Shades of Grace: Even in High School

High school was … just that. High school.
I am thankful that God blessed me with some great friends to get me through those years. I have mentioned my BF who I couldn’t imagine those years without, and I also had three school friends my age who helped me to survive. We enjoyed great lunchroom conversations (two of them were a different denomination, and we had some great doctrinal chats). They also made football games fun, as well as homecoming and prom.

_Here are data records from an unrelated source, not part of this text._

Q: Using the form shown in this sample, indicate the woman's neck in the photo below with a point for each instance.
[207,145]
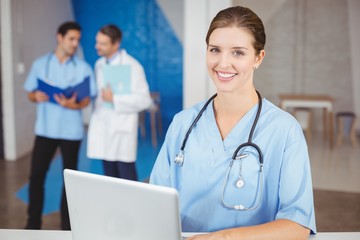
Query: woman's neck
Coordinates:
[230,108]
[61,55]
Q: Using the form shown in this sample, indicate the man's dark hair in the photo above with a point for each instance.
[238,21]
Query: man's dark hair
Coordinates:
[113,32]
[67,26]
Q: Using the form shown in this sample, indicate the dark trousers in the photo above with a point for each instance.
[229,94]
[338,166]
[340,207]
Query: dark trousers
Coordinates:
[120,170]
[43,153]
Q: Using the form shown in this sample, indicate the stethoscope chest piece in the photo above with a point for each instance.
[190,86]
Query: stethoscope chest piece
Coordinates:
[179,158]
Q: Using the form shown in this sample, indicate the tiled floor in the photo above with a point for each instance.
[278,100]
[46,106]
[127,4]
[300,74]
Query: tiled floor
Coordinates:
[337,170]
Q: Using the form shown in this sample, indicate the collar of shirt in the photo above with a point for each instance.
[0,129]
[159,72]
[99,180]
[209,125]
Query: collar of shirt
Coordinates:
[112,58]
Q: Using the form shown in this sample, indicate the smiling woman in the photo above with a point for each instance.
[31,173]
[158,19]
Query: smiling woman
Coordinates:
[246,155]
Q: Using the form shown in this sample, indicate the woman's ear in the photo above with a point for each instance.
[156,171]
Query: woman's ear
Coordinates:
[259,58]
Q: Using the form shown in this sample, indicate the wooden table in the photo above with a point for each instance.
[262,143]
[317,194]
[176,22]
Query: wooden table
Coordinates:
[323,102]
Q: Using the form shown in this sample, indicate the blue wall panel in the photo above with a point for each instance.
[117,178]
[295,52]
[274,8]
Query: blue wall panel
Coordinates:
[147,36]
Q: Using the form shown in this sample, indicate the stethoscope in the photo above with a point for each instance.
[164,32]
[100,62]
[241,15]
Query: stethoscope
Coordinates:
[239,183]
[47,67]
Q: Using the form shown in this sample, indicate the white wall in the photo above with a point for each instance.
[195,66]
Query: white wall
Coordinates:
[173,10]
[312,48]
[354,20]
[28,31]
[197,17]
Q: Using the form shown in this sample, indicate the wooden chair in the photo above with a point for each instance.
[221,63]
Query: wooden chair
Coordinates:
[341,123]
[155,119]
[304,117]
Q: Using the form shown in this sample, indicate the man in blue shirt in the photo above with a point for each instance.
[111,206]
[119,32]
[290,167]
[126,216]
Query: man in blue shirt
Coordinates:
[58,122]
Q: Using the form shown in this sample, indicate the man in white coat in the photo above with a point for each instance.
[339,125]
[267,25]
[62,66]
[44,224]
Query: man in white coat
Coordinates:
[113,126]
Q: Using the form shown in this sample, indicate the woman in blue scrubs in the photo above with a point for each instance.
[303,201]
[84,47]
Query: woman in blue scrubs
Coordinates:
[260,190]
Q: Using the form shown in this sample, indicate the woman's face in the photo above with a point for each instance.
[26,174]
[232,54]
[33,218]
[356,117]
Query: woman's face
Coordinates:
[230,58]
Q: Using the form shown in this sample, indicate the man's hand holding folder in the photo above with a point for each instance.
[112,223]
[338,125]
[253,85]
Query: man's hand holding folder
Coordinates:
[73,97]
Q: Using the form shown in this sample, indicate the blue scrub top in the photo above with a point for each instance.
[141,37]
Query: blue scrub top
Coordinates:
[287,185]
[53,120]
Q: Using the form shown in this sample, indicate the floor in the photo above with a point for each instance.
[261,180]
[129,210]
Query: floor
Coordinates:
[336,181]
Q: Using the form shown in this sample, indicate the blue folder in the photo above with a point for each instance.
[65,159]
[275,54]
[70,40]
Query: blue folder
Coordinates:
[82,89]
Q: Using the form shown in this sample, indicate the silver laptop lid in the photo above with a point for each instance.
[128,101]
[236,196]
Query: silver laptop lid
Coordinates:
[109,208]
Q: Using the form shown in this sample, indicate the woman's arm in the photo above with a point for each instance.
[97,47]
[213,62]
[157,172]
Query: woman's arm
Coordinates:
[277,230]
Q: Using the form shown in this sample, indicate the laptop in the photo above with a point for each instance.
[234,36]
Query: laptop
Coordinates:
[108,208]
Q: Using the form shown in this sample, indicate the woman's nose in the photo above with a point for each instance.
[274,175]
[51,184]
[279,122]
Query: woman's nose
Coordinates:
[224,61]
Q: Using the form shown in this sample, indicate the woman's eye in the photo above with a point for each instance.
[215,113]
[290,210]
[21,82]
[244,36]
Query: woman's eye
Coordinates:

I played basketball my Freshman and Sophomore years – well I practiced with the team everyday – and decided I didn’t enjoy it enough to run that many suicides just to sit beside my coaches every game. 🙂 Nor did I enjoy waiting on the curb long after practice every afternoon for my mom or dad to come pick me up. Most days I was waiting there with a friend who was waiting. Of course she had no parents and lived at the local Children’s Home. True story. Ask my brother and sister. They’ll back me up on that one!
The highlight of high school for me was my involvement in the choral program(s). I enjoyed singing in a small ensemble and girls’ sextet my last year, and truly it was a grace gift.
I am not sure of all the reasons, but the days of high school don’t log in my memory as pleasant. I struggled with classes, especially Math and Science. To put it bluntly, I didn’t enjoy the people either. I am sure some of it was me and my self esteem issues with my back brace. I didn’t necessarily fit in with the group of school leaders – clubs, cheerleaders, Who’s Who, etc.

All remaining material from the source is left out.